Tuesday, February 10, 2015

Long-term 2014 Chevrolet Silverado 1500 LTZ Z71 second-quarter update


WE'VE STRUCK GOLD WITH OUR LONG-TERM SILVERADO

   For such a car-crazy crew, we sure love our trucks. And when you’re talking about one as unimpeachable as our long-termChevrolet Silverado, we prize it as much as anything in our roller-cabinet toolbox.

    Ironically, that’s the reason behind the drop in miles logged during the truck’s second quarter in our stead. Where the Silverado eclipsed 7,000 miles in the first three months, we barely hit 12,000 through the first half of the year, deploying our favorite tool more frequently but for jobs much closer to home.

    The shorter drives also account for the slight drop in fuel economy, with our average dipping to just 16.1 mpg.

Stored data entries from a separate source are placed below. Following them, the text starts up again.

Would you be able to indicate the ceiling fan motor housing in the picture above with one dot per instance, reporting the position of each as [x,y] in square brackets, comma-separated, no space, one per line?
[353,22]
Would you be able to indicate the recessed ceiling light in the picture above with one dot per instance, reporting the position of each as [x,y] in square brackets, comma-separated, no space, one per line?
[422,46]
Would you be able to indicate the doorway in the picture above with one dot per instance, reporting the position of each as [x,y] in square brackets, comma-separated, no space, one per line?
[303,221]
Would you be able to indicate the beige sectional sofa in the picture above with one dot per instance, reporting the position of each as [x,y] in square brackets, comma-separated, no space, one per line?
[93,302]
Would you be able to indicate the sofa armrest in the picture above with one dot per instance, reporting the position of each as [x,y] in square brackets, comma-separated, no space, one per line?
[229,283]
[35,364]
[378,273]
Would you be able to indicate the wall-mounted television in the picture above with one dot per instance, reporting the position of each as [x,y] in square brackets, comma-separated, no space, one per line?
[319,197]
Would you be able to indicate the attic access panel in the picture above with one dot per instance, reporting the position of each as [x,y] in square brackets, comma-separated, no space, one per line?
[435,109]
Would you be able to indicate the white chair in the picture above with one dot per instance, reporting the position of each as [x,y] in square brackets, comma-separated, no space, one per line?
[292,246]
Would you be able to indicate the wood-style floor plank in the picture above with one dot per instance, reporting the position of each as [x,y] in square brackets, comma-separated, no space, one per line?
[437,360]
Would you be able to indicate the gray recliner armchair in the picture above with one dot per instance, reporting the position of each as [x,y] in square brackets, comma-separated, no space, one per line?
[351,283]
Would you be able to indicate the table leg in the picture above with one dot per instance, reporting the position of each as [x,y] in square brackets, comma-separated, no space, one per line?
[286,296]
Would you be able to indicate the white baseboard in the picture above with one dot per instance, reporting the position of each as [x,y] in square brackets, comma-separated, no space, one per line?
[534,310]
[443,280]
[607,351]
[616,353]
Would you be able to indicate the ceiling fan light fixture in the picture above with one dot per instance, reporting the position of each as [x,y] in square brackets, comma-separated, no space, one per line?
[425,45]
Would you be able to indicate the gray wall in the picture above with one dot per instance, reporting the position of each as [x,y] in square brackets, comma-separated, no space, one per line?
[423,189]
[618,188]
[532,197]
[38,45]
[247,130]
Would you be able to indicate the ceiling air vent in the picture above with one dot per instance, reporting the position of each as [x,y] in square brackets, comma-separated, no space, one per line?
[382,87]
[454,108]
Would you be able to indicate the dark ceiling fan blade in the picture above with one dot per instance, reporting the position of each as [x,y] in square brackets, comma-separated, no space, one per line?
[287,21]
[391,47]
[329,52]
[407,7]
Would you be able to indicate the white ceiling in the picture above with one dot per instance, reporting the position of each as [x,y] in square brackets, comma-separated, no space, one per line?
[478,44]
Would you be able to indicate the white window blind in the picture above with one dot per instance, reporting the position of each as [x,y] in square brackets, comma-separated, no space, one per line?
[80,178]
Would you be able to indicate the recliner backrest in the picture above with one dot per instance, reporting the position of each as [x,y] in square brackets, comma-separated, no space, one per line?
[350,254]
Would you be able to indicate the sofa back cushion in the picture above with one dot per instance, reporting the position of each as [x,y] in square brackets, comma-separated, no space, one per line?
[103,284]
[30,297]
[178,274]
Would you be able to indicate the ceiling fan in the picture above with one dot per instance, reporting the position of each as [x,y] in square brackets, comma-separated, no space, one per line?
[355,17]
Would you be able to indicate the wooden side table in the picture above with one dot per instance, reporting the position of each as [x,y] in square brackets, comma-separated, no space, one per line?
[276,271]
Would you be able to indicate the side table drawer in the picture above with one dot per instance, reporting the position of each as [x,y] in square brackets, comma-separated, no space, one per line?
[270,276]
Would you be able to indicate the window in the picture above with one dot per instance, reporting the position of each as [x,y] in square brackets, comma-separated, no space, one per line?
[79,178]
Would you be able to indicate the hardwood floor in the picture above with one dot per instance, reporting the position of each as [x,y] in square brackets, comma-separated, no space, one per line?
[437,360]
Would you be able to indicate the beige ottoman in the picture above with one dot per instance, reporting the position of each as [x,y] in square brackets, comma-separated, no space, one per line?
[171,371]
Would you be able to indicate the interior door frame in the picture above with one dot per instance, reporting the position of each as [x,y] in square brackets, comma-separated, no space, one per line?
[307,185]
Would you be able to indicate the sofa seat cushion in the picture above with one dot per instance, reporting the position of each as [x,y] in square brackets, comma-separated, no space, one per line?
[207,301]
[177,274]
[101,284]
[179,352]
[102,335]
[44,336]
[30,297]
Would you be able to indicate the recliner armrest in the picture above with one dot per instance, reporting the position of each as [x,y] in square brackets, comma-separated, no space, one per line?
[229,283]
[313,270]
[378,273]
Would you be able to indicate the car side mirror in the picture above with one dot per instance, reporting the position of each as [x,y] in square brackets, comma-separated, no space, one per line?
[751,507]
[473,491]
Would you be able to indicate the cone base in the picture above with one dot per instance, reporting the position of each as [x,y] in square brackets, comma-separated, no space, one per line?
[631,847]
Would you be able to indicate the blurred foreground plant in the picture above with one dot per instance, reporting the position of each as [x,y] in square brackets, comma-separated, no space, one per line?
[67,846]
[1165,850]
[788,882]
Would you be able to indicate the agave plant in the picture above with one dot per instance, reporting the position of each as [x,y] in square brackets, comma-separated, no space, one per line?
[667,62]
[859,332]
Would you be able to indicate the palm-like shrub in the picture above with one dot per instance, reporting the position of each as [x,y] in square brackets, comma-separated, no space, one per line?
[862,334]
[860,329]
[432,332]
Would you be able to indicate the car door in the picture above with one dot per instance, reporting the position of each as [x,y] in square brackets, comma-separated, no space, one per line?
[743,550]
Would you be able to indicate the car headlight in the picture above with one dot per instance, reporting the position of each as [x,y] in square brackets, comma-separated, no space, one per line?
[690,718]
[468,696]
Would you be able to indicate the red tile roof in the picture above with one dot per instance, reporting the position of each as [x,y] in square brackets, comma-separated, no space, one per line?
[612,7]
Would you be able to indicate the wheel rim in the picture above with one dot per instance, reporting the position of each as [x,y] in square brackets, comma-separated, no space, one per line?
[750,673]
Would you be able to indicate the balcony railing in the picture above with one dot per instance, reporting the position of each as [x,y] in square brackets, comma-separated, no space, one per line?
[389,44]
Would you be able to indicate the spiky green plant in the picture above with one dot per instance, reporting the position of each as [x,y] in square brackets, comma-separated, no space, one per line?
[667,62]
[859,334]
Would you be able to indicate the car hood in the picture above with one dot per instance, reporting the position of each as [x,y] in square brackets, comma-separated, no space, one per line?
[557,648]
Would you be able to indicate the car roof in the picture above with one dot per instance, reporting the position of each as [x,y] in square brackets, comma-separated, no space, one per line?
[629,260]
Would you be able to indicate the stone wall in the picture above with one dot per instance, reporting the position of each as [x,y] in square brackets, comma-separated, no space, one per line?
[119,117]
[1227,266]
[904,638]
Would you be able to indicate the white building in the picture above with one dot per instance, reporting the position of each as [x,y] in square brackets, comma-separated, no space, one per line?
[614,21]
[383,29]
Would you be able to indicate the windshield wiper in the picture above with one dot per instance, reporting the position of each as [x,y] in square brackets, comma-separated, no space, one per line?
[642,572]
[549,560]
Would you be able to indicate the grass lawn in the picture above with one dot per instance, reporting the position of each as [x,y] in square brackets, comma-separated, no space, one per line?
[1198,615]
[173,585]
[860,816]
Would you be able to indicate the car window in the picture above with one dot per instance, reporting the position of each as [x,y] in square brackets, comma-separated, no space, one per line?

     Several staffers had hauling duties for which nothing else in our fleet would do: fetching a pinball machine; picking up a couch, washing machine and dryer; carting a few loads of lumber from the local home-improvement store. Another Autoweek editor had need to tow, as he says, a “stricken motorcycle home on a rented U-Haul trailer. The truck didn’t seem to notice.”






    The quarter opened with the metro Detroit area experiencing its biggest flood in a century, with many residential streets completely submerged. One editor observed, “This truck is an absolute stud. All of the east-west routes were flooded … but the Chevy ran through it all no problem. If everyone had a Silverado, the roads would have been open!”

    Meantime, one reader we heard from remarked on the truck’s $55,170 sticker, questioning the value of a luxury short-box truck, calling it “too much flash, not enough function, and, at $55K, an unfathomable luxury for anyone making a living with their truck.” While at least one staffer sympathized (“Is this a truck or a crossover with a bed?”), the remainder of the staff would counter that anyone buying a Silverado configured like ours would likely not be “making a living carting stuff around in the back of this thing,” as our sympathetic staffer admitted.

    As for that reader? We agree it’s a lot of coin, at least on paper. But when you consider all those luxury sedans and crossovers costing that much or more, we don’t think it’s too much—especially considering the majority of truck owners aren’t using them strictly for work. In fact, there are hundreds of ways to configure any full-size pickup. We submit that’s the beauty of the breed—long cabs, short cabs, long beds, short beds, various engines and suspension and payload ratings. We happen to love ours just the way it is.